If nuclei contain too many neutrons in relation to protons to be stable they usually decay by emitting a beta (minus) particle. This transforms a neutron within the nucleus into a proton (and an antineutrino is also given out - A level standard knowledge!).

But there are some very short lived delayed neutron emitting nuclei found among fission products. When fission occurs there are two fission fragments and some lone neutrons produced. Occasionally on of the lone neutrons stays associated with a fragment for a while before it breaks free.

 

Commercial sources of neutrons can be produced by creating neutron rich nuclei, for example by mixing an alpha emitting radioisotope with a material such as beryllium.
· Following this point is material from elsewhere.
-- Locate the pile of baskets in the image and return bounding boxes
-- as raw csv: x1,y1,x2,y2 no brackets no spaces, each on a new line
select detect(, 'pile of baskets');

If beryllium 9Be is bombarded with alpha particles emitted by 241Am(americium) neutrons can be released. The alpha particles emitted by the 241Am have an energy greater than 3.7 MeV. This is big enough to overcome the coulomb repulsion between the alpha particle and the nucleus (Beryllium is suitable because of its low Coulomb force) and to allow it to 'get into' the beryllium nucleus.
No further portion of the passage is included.